Markt mit Rathaus
Joachim Stampa
"Stargard in Pommern
Schicksale einer deutschen Stadt"
3. Auflage,
Seite 75-77; 157
Ungefähr in der Mitte des 16. Jahrhunderts muss mit dem Stargarder Rathausgiebel etwas passiert sein. Vielleicht hat es gebrannt, vielleicht bröckelte der gotische Zierrat ab: Wir wissen es nicht, denn alle Dokumente, welche es gegeben hat, sind 1635 verbrannt. Aber die Arbeit muss unaufschiebbar gewesen sein, sonst hätten die sparsamen Ratsherren sicherlich den schönen Treppengiebel mit seinem reichen Schmuck aus Formsteinen stehen gelassen. Der alte Giebel wurde also abgetragen und ein neuer aufgesetzt.

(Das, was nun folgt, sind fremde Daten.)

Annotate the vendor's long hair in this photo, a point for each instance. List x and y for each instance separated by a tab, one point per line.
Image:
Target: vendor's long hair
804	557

Bei dieser Gelegenheit scheint das ganze Gebäude umgebaut worden zu sein. Aus der bisher offenen Markthalle wurde eine geschlossene, aus dem gotischen Treppengiebel ein überreicher Maßwerkgiebel aus abgeputztem Ziegelmauerwerk. Fenster für die beiden Obergeschosse wurden in den Maßwerk Vorhang eingearbeitet. Und dann bekam das neue Rathaus nicht nur einen Turm, sondern deren zwei, auf jedem Giebel einen. Der westliche Turm auf der Marktfront wurde sehr schlank, zierlich und erheblich höher als der auf dem Ostgiebel. Den Beweis für die beiden Türme auf dem Rathaus liefert die Lubinsche Karte von 1612. Leider ist die Darstellung dort so sehr klein, dass Einzelheiten nicht zu erkennen sind. So war ich beim Versuch einer Rekonstruktion des Westturmes auf Vermutungen und Vergleiche mit anderen Rathaustürmen dieser Stilepoche angewiesen. Danach hat sich über dem letzten originalen Maßwerkstreifen, dem flachen Bogenband über der modernen Rathausuhr noch ein Maßwerk Geschoss befunden, das das Muster des untersten Stockwerkes wiederholt und in dem das Mittelfeld, folgerichtig ornamental ausgespart, die ursprüngliche Uhr enthielt, an die die an dieser Stelle später erscheinende rote Kreisblende erinnert.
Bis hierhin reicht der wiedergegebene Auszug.